Insécurité

Transports en commun : la crainte d’une explosion des violences à l’approche des JO

5 min

ANALYSE - Les vols, violences et agressions sexuelles dans les transports en commun sont en augmentation constante en France depuis plusieurs années. Sans surprise, la région parisienne concentre l’essentiel des délits constatés. Décryptage des nouveaux enjeux de sécurité avec Denis Jacob, secrétaire général du syndicat Alternative police.

Policiers dans le métro parisien
Policiers dans le métro parisienLOUAI-BARAKAT/SIPA

FACTUEL. Dans un rapport publié en septembre dernier, le service statistique de l’Intérieur (SSMSI) a enregistré 124.570 victimes de vols et de violences pour 2022 dans les différents transports publics du pays. Cela représente une hausse de 2% par rapport à l’année 2021 et une augmentation tendancielle depuis plusieurs années. Comment expliquer un tel niveau de violence ?

Denis JACOB. On peut l’expliquer par différents facteurs. En ce qui concerne les violences sexuelles (en hausse de 13% sur la France entière et de 19% en Île-de-France, NDLR), le contexte de libération de la parole explique en partie cette augmentation. Cela ne veut pas forcément dire qu’il y avait moins de violences sexuelles avant, cela veut dire que les femmes victimes de telles infractions se sentent davantage soutenues et moins pointées du doigt. On a désormais une nouvelle approche de la prise en charge des victimes. Leur parole est davantage prise en considération.

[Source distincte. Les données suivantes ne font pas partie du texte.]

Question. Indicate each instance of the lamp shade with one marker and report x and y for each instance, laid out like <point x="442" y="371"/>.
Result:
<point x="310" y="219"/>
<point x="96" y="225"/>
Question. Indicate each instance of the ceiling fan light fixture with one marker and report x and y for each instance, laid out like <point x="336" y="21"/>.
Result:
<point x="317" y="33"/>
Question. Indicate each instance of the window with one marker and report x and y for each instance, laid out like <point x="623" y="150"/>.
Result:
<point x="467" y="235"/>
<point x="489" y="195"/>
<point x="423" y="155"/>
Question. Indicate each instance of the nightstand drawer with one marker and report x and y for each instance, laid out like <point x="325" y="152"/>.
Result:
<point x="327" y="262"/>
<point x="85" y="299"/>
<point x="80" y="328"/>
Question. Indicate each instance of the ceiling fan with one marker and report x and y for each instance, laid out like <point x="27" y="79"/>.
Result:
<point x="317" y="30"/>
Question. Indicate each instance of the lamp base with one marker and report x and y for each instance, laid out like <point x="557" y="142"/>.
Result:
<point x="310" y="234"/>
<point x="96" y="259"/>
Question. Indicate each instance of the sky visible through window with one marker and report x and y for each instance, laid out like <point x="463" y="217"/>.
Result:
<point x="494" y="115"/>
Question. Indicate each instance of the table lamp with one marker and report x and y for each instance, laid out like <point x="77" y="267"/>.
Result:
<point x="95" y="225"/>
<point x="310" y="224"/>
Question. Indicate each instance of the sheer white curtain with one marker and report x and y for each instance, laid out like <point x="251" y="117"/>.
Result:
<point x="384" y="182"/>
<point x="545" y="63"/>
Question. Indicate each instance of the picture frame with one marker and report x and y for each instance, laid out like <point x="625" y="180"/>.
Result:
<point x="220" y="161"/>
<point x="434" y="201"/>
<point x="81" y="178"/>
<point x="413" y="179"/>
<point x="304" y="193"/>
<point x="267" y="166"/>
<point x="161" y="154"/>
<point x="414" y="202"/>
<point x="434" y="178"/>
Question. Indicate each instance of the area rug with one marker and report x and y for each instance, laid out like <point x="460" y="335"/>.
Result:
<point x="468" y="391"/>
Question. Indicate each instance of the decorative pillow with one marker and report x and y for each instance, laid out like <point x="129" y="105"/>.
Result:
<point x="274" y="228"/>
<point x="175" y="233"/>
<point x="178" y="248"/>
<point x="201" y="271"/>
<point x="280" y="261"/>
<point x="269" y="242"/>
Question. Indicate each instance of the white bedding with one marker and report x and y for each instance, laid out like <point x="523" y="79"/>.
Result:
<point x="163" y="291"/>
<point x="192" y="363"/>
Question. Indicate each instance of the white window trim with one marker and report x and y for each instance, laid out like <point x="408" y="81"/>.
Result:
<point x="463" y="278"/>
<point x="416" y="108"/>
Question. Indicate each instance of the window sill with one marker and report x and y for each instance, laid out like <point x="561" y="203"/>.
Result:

On ne traite pas une victime d’agression sexuelle comme on traite une victime de vol de sac à main. 

Pour vous donner un exemple concret, dans les écoles de police, il y a une formation accentuée des agents pour la prise en charge spécifique des victimes d’agressions sexuelles. Je dirais qu’il y a une révolution culturelle et un changement de doctrine sur le traitement des agressions sexuelles. Cela peut expliquer, entre autres, cette augmentation statistique. Du côté de la police nationale, il y a eu depuis quelques années une prise de conscience de la nécessité d’accueillir spécifiquement ces victimes. On ne traite pas une victime d’agression sexuelle comme on traite une victime de vol de sac à main. Cette prise de conscience se généralise dans tous les organismes publics, donc à la SNCF et à la RATP pour ce qui est des transports en commun. Nous disposons désormais des...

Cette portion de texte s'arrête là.